Location
- 8045 Highway 51 S Brighton, Tennessee 38011 United States

Information
- School type: Public
- Status: Operational
- School district: Tipton County Schools
- Principal: Brian Crowson
- Teaching staff: 65.83 (FTE)
- Grades: 9–12
- Enrollment: 1,031 (2024–2025)
- Student to teacher ratio: 16.95
- Colours: Red and white
- Athletics: TSSAA Division I, Athletic District 8
- Nickname: Cardinals
- Website: bhs.tipton-county.com

= Brighton High School (Brighton, Tennessee) =

Brighton High School is a high school in Brighton, Tennessee. It is one of three high schools in Tipton County; the others are Covington High School and Munford High School.

==History==
Brighton High School has documented operations from the 1995–1996 school year, with its first principal, Grant Shipley, serving from 1996. The school's first graduating class completed their studies in 1999. In 2006, the school received the National School Change Award from Fordham University. Brighton High School was subsequently recognized four times by U.S. News & World Report as a Bronze Medal school in its annual high school rankings, in 2008, 2009, 2010, and 2013.

==Campus==
Brighton's campus consists of the main school building, parking lot, football field, practice field, a weight room, and a track. Additions to the school in the 2007–2008 school year gave the campus a new tennis court and another wing to the building, that includes around 7 new classrooms, a band/ choir room, and a more improved shop for the school's Agricultural Program.

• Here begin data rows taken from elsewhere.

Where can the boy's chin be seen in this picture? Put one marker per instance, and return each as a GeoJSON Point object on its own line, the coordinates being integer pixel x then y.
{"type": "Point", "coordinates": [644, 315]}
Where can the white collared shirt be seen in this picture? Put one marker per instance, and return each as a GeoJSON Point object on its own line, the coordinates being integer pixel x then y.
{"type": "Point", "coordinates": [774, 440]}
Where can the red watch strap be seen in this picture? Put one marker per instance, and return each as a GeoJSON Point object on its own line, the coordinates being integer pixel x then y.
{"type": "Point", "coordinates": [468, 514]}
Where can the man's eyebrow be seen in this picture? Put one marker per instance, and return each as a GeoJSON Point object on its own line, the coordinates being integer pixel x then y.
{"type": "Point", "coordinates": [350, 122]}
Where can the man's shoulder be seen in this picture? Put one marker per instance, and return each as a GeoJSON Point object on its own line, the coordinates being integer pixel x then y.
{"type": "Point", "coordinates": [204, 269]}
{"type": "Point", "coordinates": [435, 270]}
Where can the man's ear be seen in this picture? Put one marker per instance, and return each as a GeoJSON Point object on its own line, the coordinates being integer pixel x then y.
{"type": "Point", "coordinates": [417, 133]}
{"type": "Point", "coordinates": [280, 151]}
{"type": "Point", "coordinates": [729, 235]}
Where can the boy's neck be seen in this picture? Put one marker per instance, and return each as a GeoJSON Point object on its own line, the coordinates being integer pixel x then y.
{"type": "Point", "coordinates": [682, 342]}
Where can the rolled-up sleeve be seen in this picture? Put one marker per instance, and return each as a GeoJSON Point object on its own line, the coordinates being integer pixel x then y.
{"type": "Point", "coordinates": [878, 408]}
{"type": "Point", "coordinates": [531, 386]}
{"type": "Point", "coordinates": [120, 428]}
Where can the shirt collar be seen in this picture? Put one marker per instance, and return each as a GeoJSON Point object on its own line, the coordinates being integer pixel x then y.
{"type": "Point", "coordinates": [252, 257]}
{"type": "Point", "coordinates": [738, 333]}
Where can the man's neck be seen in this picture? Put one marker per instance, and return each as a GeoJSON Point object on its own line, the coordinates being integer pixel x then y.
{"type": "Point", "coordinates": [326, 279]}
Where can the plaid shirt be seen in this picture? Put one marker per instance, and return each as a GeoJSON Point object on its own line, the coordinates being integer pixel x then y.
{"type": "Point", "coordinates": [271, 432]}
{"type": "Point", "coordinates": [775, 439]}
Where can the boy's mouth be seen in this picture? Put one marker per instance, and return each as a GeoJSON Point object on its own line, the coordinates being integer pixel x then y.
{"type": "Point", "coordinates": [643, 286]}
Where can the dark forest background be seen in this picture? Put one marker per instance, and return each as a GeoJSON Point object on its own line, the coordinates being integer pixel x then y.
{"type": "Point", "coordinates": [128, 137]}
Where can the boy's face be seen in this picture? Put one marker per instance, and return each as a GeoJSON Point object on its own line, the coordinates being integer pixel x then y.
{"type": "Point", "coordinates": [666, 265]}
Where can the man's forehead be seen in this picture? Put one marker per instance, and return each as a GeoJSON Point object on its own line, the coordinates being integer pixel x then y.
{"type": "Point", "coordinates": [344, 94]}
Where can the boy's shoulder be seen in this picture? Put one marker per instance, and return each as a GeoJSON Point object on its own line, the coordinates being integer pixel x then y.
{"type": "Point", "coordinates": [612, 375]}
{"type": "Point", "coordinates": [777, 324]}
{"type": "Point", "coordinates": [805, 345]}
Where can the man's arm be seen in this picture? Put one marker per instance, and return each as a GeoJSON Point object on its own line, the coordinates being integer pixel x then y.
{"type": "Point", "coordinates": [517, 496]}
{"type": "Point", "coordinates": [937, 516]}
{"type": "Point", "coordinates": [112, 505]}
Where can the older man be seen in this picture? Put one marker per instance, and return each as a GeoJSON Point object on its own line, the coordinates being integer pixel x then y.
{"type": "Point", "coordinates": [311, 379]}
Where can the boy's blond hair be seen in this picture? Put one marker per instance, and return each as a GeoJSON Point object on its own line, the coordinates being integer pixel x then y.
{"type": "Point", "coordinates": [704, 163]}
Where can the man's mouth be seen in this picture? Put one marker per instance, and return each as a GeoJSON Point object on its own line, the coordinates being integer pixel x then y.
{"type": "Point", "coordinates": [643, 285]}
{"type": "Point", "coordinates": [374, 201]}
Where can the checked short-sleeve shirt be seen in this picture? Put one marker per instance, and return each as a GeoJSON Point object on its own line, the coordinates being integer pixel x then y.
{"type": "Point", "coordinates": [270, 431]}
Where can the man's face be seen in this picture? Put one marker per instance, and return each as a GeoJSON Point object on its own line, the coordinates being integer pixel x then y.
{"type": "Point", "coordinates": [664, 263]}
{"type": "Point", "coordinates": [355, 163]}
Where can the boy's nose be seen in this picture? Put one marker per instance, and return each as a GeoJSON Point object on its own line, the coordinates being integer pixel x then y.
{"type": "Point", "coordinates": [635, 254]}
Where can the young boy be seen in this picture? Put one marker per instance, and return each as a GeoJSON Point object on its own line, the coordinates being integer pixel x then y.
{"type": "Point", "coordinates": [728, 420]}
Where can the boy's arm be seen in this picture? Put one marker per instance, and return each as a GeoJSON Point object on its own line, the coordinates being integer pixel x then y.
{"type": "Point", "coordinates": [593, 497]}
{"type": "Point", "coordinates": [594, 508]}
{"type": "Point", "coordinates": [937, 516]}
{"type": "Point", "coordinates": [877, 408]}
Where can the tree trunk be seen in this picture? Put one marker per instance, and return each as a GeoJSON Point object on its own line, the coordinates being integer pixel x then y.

The main building consists of 6 main hallways, a cafeteria, an atrium, a library, a greenhouse, and a shop. The field-house is where the weights are located for use by the school's athletic teams.

==Curriculum==
Additional courses are available to Brighton students through TCAT Northwest (formerly the Tennessee Technology Center at Covington) and Dyersburg State Community College. However, the school only has half the state average AP course participation at 5%. This may stem from the fact that the school uses an unweighted GPA, discouraging students from taking more challenging honors, AP, and dual enrollment classes.